Лучшее лекарство

.

Перевод: 

.

Некоторые люди, когда больны, ноют и стонут. Уж я-то знаю. Я – один из них. Я скулю, ною и выжимаю из ситуации все что можно. А мишенью упомянутого нытья становится обычно Айя. Он с этим неплохо справляется. В смысле, он еще не убил меня на месте. Даже в тот раз, когда я прошмыгнул в его комнату, потому что «замерз».

На самом-то деле, мне приснился кошмар после того, как я выпил холодную микстуру. Ненавижу эту гадость… Она выуживает образы, пока ты спишь, превращает их в якобы реальность, а затем… Ну да, я трясся и чертовски много ныл. А Айя?.. Он встал, спустился вниз по лестнице и приготовил мне миску супа.

Я думаю, каждому это нужно, когда он болеет. Не обязательно суп. А просто чтобы кому-то было не все равно, понимаете? Чтобы кто-то знал, что тебе нужно и не поленился дать тебе это. Лично мне нужно что-нибудь теплое и тихая компания. А что нужно Айе… хм… понятия не имею. Раньше я не замечал, чтобы он болел. А я завел привычку наблюдать за этим парнем.

Который все еще не спустился вниз, чтобы помыть посуду, хотя сегодня его очередь. Из-за которого я, предположительно, наиленивейший сукин сын в доме, сейчас по локти в мыльной воде. И который уже больше часа торчит в чертовом душе и перевел всю горячую воду, отчего я не могу домыть эту долбаную посуду. Ага, тот самый парень.

Мыльный пузырь лопается, и я раздраженно опускаю взгляд на свои красно-лиловые пальцы. Думаю: "Ну, все. Если этот осел не дает мне возможность сделать для него доброе дело, то и черт с ним", – бросаю тарелку, которую как раз мыл, обратно в мутную мыльную воду и топаю наверх, чтобы выволочь из душа его неблагодарную задницу.

Постучав в дверь и не получив ответа, поворачиваю ручку. Она легко поддается, что… странно: Айя всегда запирает дверь. Сквозь плотную завесу пара меня встречает недобрый взгляд. Удивительно, как он еще не задохнулся. Начинаю было говорить:

– Какого черта? – Но прежде чем я успеваю закончить, до меня доходит. Айя и его методы самолечения. – Ах, черт. Ты же заболел, верно?

Если это возможно, его взгляд становится еще злее, сдавленный голос отвечает:

– Я подхватил простуду от Кена.

Угу. Я понял. Добрый старина Кен-Кен был болен как собака всю последнюю неделю. Он так ныл, что почти посрамил меня. Почти. К счастью, он пристает к Оми, а от меня и Айи держится подальше. Хотя, очевидно, недостаточно далеко. Подняв глаза, я вижу, как Айя со страшно раздраженным видом подавляет чих.

– Чихать теперь тебе неделю, а?

Он еще немножко сверкает глазами, но не протестует, когда я стаскиваю-таки его тушку с закрытого унитаза и выволакиваю в коридор. Где, кстати, по контрасту с напаренной ванной, дико холодно. Подумав секунду, я вталкиваю его обратно, бурчу, чтобы он выключил душ, и топаю к себе в комнату, чтобы взять халат. Почему к себе в комнату? Потому что у Айи нет халата, а к его рыжему свитеру я не прикоснусь даже десятифутовым шестом. Это может пагубно сказаться на моем чувстве стиля и привести к перебоям в сексуальной жизни, а потом… неа. На мне ничто не будет смотреться плохо. Но опять же, как это у человека нет своего халата?
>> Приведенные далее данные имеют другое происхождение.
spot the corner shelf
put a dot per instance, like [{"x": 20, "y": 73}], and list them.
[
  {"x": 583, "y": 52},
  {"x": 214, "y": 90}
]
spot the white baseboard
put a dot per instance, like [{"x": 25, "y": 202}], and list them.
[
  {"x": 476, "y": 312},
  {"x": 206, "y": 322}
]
Айя уже стоит и дрожит в коридоре, потому что слишком упрям, чтобы подождать в превращенной в сауну ванной. Ну разумеется, ведь холод – это для смертных, а Айя считает себя выше этого. Дурак. Временами он здорово осложняет мою работу.

– Я не стану это одевать, – возражает он, указывая на халат в моих руках. – Не знаю, где это побывало.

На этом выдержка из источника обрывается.